The Neuroscience Graduate Program, The Huck Institutes of the Life Sciences, Pennsylvania State University, University Park, United States.
Center for Neural Engineering, Pennsylvania State University, University Park, United States.
Elife. 2024 Aug 5;13:RP95680. doi: 10.7554/eLife.95680.
Resting-state brain networks (RSNs) have been widely applied in health and disease, but the interpretation of RSNs in terms of the underlying neural activity is unclear. To address this fundamental question, we conducted simultaneous recordings of whole-brain resting-state functional magnetic resonance imaging (rsfMRI) and electrophysiology signals in two separate brain regions of rats. Our data reveal that for both recording sites, spatial maps derived from band-specific local field potential (LFP) power can account for up to 90% of the spatial variability in RSNs derived from rsfMRI signals. Surprisingly, the time series of LFP band power can only explain to a maximum of 35% of the temporal variance of the local rsfMRI time course from the same site. In addition, regressing out time series of LFP power from rsfMRI signals has minimal impact on the spatial patterns of rsfMRI-based RSNs. This disparity in the spatial and temporal relationships between resting-state electrophysiology and rsfMRI signals suggests that electrophysiological activity alone does not fully explain the effects observed in the rsfMRI signal, implying the existence of an rsfMRI component contributed by 'electrophysiology-invisible' signals. These findings offer a novel perspective on our understanding of RSN interpretation.
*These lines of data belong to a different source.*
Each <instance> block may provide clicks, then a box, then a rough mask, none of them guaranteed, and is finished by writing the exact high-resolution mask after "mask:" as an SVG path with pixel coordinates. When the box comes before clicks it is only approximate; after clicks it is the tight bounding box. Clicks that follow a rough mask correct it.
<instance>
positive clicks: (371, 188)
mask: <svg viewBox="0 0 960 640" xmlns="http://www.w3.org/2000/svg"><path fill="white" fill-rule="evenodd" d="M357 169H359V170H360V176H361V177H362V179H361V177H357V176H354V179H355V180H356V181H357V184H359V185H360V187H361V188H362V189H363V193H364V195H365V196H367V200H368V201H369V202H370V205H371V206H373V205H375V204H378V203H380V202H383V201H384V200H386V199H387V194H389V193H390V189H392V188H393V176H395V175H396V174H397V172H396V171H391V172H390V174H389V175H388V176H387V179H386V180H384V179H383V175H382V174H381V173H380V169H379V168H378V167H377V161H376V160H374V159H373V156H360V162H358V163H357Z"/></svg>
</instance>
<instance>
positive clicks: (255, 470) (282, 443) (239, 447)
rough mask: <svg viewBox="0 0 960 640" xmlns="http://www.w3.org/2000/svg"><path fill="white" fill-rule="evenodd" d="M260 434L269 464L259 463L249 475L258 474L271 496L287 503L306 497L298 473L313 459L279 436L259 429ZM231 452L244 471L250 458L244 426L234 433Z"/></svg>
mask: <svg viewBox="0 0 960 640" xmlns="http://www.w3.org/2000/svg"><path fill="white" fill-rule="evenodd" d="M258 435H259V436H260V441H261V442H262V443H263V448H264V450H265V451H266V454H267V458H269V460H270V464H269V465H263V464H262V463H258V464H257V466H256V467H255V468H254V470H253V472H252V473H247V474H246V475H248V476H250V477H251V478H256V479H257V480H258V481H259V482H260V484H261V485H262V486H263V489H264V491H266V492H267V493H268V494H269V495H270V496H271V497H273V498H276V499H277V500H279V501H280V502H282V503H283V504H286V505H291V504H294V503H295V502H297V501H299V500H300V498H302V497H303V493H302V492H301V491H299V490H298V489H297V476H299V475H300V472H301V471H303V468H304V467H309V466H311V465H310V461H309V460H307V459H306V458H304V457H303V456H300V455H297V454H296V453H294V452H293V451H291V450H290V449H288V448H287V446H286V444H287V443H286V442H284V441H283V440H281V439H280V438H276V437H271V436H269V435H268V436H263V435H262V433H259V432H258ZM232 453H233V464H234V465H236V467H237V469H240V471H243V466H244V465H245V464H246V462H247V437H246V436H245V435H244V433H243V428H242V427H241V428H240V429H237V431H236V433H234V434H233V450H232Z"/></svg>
静息态脑网络(RSNs)已广泛应用于健康和疾病领域,但关于 RSNs 与潜在神经活动之间的关系尚不清楚。为了解决这个基本问题,我们在大鼠的两个不同脑区同时记录了全脑静息态功能磁共振成像(rsfMRI)和电生理信号。我们的数据表明,对于两个记录部位,来自特定频段局部场电位(LFP)功率的空间图谱可以解释来自 rsfMRI 信号的 RSNs 的空间变异性高达 90%。令人惊讶的是,LFP 频段功率的时间序列最多只能解释来自同一部位的局部 rsfMRI 时间序列的 35%的时间方差。此外,从 rsfMRI 信号中回归 LFP 功率时间序列对基于 rsfMRI 的 RSNs 的空间模式几乎没有影响。静息态电生理和 rsfMRI 信号之间的空间和时间关系的这种差异表明,单独的电生理活动并不能完全解释 rsfMRI 信号中观察到的影响,这意味着存在由“电生理不可见”信号贡献的 rsfMRI 成分。这些发现为我们理解 RSN 解释提供了一个新的视角。